Wolfgang Amadeus Mozart, lors de son passage à Leipzig en avril 1789 fut très fortement impressionné à l'écoute de ce motet. Friedrich Rochlitz relate[1] : « Le chœur avait à peine chanté quelques mesures que Mozart se leva, stupéfait. Quelques mesures encore, et Mozart s'exclama : « Mais qu'est-ce donc que cela ? ». Son âme sembla alors se rétracter tout entière entre ses oreilles. Quand le motet fut terminé il cria, plein de joie : « Enfin une œuvre où je peux apprendre quelque chose ! » ». Mozart ne voulut pas partir avant d'avoir pu examiner les partitions à la bibliothèque (dont il conserve copie), à genoux, étalant les différentes parties à terre et sur les chaises autour de lui, et ne se releva pas avant d'avoir pu tout étudier complètement[Ga 2].
La première édition est parue au sein de l'intégrale en deux volumes des motets, chez Breitkopf & Härtel en 1802 et 1803[2].
Origine et composition
La date et les raisons de la composition de ce motet ne sont pas connues avec certitude. On estime qu'il a dû être composé entre 1726 et 1727, et qu'il pourrait être un motet funèbre, composé en hommage à la reine Eberhardine de Brandebourg-Bayreuth, décédée le , ou à la suite des dispositions testamentaires de Sabine Nathan, veuve fortunée décédée en 1612, qui avait exigé que des motets funèbres soient chantés en sa mémoire, le de chaque année (jour de sa fête), en l'église Saint-Nicolas ou Saint-Thomas de Leipzig[Ca 1].
Il pourrait s'agir également d'un motet de louanges, composé pour l'anniversaire du prince-électeur Frédéric-Auguste (l'époux de la reine Eberhardine), le [Ca 3]. En effet, les composantes à la fois joyeuses et éclatantes, presque dansantes, de ce motet, qui appelle à « chanter au Seigneur un chant nouveau », et à « le louer par la harpe et la cithare, par la danse et le tambour, par les cordes, les flûtes et les cymbales sonores » (Psaume 150), peuvent être interprétées aussi bien comme des louanges que comme action de grâce des croyants envers Dieu, implorant son secours au terme d'une vie longue et difficile[Ca 3].

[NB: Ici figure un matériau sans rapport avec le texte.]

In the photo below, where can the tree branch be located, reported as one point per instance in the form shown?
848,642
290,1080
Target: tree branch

De plus, le thème de la mort se rencontre explicitement dans l'hymne constituant la seconde partie du motet : Gott weiss, wir sind nur Staub (« Dieu sait que nous ne sommes que poussière »), Also der Mensch vergehet, sein End, das ist ihm nah (« Ainsi passe l'homme, sa fin qui lui est proche »), ainsi que Gott, nimm dich ferner unser an ! (« Dieu, admet nous plus près de toi ») qui revient comme un leitmotiv, font davantage pencher la balance vers le motet funèbre[Ca 3].
L’œuvre
Le motet est écrit pour huit voix en double chœur à quatre voix (soprano, alto, ténor et basse). La partie vocale peut être doublée colla parte avec des instruments.
L’œuvre est structurée de manière symétrique en trois parties principales. Les première et dernière parties sont elles-mêmes structurées selon un schéma prélude et fugue, tandis que la seconde partie alterne choral et aria, chaque type vocal étant affecté à un chœur.

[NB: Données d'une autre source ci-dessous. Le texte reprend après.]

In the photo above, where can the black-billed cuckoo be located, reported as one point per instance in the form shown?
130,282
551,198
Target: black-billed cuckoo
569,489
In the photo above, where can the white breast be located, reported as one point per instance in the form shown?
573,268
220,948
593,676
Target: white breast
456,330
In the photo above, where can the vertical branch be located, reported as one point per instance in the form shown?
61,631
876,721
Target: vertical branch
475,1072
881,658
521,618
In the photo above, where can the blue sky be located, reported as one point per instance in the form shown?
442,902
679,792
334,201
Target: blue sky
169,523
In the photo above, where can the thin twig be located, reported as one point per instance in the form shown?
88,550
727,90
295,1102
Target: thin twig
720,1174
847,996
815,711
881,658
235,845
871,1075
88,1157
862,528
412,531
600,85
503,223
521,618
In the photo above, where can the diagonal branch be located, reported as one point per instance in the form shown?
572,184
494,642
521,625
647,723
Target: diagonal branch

Selon John Eliot Gardiner, ce motet renoue avec les racines du christianisme ancien, où la danse était non seulement autorisée mais aussi encouragée pour prier et adorer le Christ. Clément d'Alexandrie invoquait la nécessité, à la fin de la prière, d'« élever nos mains et nos têtes jusqu'aux cieux, et d'exercer nos pieds (pedes excitamus) pour le délice de l'esprit. »[3]. Cela rejoint également la notion d'effervescence collective d'Émile Durkheim, un des fondements sociaux de la religion, fondée sur la passion et l'extase[Ga 3].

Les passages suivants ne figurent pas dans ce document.